USDT’s continued reliance on offshore structures could create friction under tightening U.S. rules. And the modest supply growth itself hints that broader crypto recovery may be needed before the next leg of stablecoin expansion.

Q1 2026 Stablecoin Report
  • Retail transfers posted the largest historical drop.
  • Institutional custody and exchange reserves tilted toward USDC.
  • No major de-pegs or hacks occurred in Q1 itself.
  • Velocity metrics suggest higher utility per dollar in circulation.

What's Expected in Q2?

Q2 2026 appears poised for acceleration if macro conditions stabilize.

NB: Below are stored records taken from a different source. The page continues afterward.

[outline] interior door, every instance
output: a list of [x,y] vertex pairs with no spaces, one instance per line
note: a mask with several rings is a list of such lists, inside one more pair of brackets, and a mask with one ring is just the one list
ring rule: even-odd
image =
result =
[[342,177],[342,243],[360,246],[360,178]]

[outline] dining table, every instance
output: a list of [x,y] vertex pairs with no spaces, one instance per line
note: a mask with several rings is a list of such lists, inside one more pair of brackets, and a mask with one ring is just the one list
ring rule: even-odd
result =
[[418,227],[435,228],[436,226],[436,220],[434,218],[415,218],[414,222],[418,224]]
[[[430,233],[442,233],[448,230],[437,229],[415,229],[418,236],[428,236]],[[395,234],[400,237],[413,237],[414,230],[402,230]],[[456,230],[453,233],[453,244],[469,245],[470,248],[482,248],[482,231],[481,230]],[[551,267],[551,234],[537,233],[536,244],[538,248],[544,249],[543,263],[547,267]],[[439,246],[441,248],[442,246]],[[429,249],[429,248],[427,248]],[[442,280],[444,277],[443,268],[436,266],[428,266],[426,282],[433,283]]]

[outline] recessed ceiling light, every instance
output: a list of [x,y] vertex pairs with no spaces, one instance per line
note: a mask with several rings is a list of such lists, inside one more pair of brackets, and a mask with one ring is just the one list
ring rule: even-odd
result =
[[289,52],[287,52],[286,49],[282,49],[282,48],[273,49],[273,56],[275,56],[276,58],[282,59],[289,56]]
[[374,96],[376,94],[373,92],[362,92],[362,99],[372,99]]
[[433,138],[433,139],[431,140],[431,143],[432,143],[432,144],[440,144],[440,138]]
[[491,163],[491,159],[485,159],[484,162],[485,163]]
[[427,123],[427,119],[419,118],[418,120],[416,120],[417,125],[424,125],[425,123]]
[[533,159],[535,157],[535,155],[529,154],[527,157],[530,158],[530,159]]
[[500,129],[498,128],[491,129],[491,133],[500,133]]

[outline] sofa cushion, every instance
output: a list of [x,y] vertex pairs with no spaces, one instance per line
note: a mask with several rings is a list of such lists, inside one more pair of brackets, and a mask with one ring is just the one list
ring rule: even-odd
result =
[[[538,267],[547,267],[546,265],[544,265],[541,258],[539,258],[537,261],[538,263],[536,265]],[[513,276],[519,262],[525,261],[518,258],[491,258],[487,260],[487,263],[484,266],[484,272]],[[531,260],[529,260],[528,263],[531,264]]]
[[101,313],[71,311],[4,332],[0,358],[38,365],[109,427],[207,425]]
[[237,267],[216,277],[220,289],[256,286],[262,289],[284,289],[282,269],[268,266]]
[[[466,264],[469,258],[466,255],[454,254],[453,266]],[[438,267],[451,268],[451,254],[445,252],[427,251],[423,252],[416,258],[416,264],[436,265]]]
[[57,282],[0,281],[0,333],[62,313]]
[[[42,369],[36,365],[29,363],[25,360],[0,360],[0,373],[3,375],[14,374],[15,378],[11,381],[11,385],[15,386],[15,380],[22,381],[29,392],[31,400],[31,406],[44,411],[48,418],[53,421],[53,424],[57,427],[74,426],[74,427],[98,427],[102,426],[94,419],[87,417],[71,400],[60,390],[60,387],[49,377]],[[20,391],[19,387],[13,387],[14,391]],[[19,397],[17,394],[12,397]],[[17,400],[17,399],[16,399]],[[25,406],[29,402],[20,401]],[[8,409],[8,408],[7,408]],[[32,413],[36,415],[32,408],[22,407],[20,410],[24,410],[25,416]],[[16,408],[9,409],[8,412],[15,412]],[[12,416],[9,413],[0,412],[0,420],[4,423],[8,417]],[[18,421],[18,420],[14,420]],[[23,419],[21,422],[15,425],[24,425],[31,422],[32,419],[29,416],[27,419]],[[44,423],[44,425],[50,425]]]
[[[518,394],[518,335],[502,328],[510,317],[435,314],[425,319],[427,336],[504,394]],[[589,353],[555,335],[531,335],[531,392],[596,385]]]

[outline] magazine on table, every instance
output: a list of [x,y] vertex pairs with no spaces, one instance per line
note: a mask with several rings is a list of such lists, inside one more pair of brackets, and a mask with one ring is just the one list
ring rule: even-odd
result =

Further GENIUS Act finalization, potential yield-policy decisions, and any crypto-market rebound could unlock fresh inflows.

Analysts expect continued divergence: USDT retains payments dominance in emerging markets, while USDC and yield-bearing tokens capture institutional and DeFi mindshare. Transaction volumes are likely to keep outpacing supply growth, reinforcing stablecoins’ transition from on-ramp to core financial plumbing.

The sector enters its second decade with record liquidity, regulatory scaffolding, and proven utility. Whether 2026 echoes the slow grind of 2022 or delivers a sharper inflection will depend on the interplay of policy, yields, and broader risk appetite.

For now, the data from Q1 paints a picture of quiet maturation rather than hype-driven expansion.